Fans de Columbo ? Lisez Crime et châtiment !
On connaît le criminel dès le premier chapitre, c'est Raskolnikov. Le juge d'instruction Porphyre Petrovitch enquête et, tout en subtilité psychologique, va amener le coupable à se dénoncer.
Rodion Romanovitch Raskolnikov n'est pas né en Corse ce qui constitue un des drames de sa vie... Mais si Napoléon avait été russe, aurait-il agi comme Rodia ? Si le lieutenant Columbo a eu un maître, il pourrait s'appeler Porphyre Petrovitch, le juge d'instruction de ce drame et de cette "enquête policière" écrits par Dostoïevski dans la deuxième partie du XIXe siècle : Crime et Châtiment. (1866)
La fastueuse et baroque Saint Petersbourg nous montre son côté sombre où la misère colle aux personnages avec son cortège de malheurs quotidiens et le manque ressources pour seulement survivre ; rapines, commerces en tous genres, usures..., pouvant aller jusqu'au meurtre...
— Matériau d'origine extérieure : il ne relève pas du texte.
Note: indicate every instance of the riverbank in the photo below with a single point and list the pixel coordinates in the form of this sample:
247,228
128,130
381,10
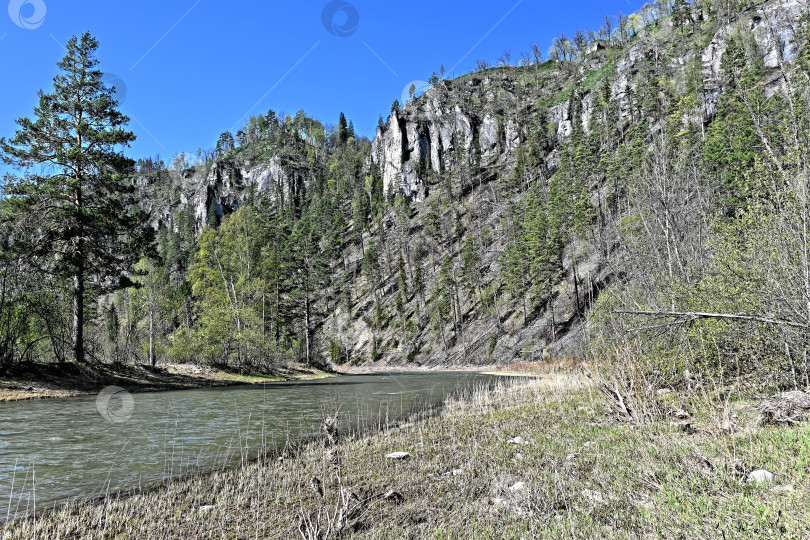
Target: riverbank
532,458
34,381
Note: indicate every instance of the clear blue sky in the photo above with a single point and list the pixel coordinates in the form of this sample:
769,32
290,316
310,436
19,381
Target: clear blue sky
195,68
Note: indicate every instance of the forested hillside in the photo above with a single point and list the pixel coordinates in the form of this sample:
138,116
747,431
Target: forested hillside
637,196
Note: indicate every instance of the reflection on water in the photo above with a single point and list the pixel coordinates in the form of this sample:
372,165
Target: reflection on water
53,450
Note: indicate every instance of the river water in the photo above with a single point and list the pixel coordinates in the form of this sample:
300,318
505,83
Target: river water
53,450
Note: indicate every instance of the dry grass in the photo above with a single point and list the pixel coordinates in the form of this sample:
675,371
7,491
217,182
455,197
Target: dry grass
33,381
583,473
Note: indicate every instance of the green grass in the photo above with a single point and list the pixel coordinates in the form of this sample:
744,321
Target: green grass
586,475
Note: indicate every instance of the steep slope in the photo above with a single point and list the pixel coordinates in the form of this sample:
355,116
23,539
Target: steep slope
488,214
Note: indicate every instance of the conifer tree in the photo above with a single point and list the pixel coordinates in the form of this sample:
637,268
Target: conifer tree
74,194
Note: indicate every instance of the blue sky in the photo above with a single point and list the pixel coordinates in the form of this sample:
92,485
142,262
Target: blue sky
195,68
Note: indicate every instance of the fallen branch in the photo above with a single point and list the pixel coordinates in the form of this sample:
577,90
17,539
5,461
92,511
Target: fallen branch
694,315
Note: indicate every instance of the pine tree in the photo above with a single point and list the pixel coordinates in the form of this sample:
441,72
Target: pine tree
74,193
343,130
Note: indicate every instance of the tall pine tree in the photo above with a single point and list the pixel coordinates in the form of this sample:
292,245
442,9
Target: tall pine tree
73,193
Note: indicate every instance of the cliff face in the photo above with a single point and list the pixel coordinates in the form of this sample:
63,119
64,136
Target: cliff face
482,115
222,188
461,143
473,120
475,126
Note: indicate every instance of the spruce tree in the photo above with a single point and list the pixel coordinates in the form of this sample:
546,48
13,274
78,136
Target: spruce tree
73,193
Qu'est-ce qui pousse un individu à tuer ? Les réponses sont multiples, mais Rodia développe une théorie dont la mise en pratique sera (naturellement !) un désastre. Si rien ne justifie le meurtre pour le commun des mortels, Rodia, lui, à une conception personnelle qui justifierait cet acte : "J'ai seulement insinué que l'homme "extraordinaire" a le droit, pas le droit légal, naturellement, mais le droit moral de permettre à sa conscience de franchir..., certains obstacles et cela seulement dans le cas où l'exige la réalisation de son idée (bienfaisante peut-être pour l'humanité)." (p.312). En d'autres termes, la fin justifie les moyens... Et c'est de ce précepte aberrant et en se comparant à certains "grands hommes" (en particulier Napoléon) que Rodia va se fondre dans la peau d'un assassin.
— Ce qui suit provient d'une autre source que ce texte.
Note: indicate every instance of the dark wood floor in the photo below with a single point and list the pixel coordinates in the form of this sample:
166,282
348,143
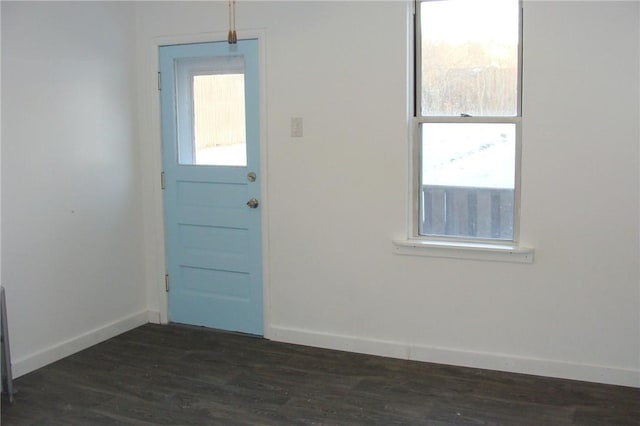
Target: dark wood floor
161,375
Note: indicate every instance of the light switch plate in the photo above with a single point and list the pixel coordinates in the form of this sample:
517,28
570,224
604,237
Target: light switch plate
296,127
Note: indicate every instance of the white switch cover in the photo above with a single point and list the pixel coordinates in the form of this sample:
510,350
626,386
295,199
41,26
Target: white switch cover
296,127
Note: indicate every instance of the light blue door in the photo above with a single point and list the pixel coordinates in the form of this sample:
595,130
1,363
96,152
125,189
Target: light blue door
210,142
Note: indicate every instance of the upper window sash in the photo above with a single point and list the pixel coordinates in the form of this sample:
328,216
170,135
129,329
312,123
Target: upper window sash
421,108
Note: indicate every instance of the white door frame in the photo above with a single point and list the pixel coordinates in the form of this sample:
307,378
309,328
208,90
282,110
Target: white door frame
151,159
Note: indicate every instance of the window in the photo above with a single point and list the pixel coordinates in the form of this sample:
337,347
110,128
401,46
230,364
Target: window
467,108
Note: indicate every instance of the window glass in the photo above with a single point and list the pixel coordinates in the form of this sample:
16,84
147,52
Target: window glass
468,118
219,120
468,179
469,57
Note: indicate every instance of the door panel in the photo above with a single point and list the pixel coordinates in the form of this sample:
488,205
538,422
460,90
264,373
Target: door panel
210,137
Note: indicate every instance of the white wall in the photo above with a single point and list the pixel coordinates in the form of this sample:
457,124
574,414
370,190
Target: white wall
71,220
72,198
337,197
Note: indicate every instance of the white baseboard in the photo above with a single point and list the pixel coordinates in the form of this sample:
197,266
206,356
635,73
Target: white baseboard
56,352
484,360
154,317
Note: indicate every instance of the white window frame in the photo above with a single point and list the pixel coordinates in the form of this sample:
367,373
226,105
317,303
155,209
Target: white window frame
452,246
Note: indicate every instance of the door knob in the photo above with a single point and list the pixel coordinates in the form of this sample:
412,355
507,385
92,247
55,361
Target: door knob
253,203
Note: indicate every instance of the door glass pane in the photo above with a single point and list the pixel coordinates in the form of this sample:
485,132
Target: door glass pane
467,179
469,57
210,101
219,120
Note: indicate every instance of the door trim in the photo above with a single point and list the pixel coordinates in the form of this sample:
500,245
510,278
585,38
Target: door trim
151,138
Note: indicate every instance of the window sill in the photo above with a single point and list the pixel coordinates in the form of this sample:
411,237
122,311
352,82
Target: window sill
464,250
Étudiant en droit, il quitte l'université par manque de moyens financiers. Terré dans sa mansarde de misère et livré au désœuvrement, il met en pratique sa théorie et élabore son plan. Se sentant supérieur et percevant un grand destin pour lui, son trouble de la raison et du jugement va lui faire commettre l'irréparable ; et du profit escompté, il n'en tirera absolument rien. C'est à ce moment-là qu'il perd définitivement tous ses moyens. Son attitude hectique, comme sa fièvre, son amour-propre totalement inique, son sentiment indicible d'échec, tout son délire l'engloutiront. Son comportement irrationnel et démoniaque le marquera d'une tache indélébile ; et non pas, comme on pourrait éventuellement s'y attendre, sous la forme d'un quelconque remord et de l'attente d'une éventuelle rédemption ! Non ! Trois fois non, ce serait trop simple pour un homme comme Raskolnikov. Sa mégalomanie et sa misanthropie l'en écartent loin, très loin. Et pourtant, tout à la fin de ce récit, et grâce à l'intervention de son bon Ange rédempteur, Sonia, on perçoit une petite lumière blanche au loin, la fin du tunnel approche, mais la route sera encore longue. "On pourrait trouver la matière d'un nouveau roman, mais le notre est terminé.", conclut Dostoïevski après six-cent pages intenses, bouleversantes et magnifiques.
L'affiche du film de Georges Lampin (1956) avec Jean Gabin dans le rôle du commissaire Gallet, alias Porphyre Petrovitch
D'un point de vue narratif et scénique, tout se passe le plus souvent dans une chambre (celle de Rodia, de Sonia Semionovna, de Katerina Ivanovna, le cabinet-chambre de Porphyre Petrovitch, etc) ; souvent pièce unique, lieu clos, où vit et se réfugie le personnage : "Sa mansarde se trouvait sous le toit d'une grande maison de cinq étages et ressemblait plutôt à un placard qu'à une chambre." ; l'exiguïté du lieu où l'on peut à peine se tenir debout, la misère qui suinte des murs, le décor indigent dans la touffeur de l'été pétersbourgeois rendent l'atmosphère lourde et pesante, bien avant le début des dialogues. Au fil des pages, il n'y a aucun temps mort pour reprendre son souffle. Les rares descriptions ne servent que de transitions narratives pour aller d'une chambre à une autre. Cette impression de "plan-serré" sur les personnages renforce encore l'intensité dramatique sans qu'aucun plan-large ne vienne dissiper le lecteur de sa concentration. C'est en apnée que ce livre est lu, tellement la puissance dramatique est prégnante. La fièvre s'empare de tous les protagonistes de ce récit ; et la fébrilité du lecteur ne peut se calmer ; même si la chute permet d'entrevoir une lueur d'espérance, sinon d'espoir.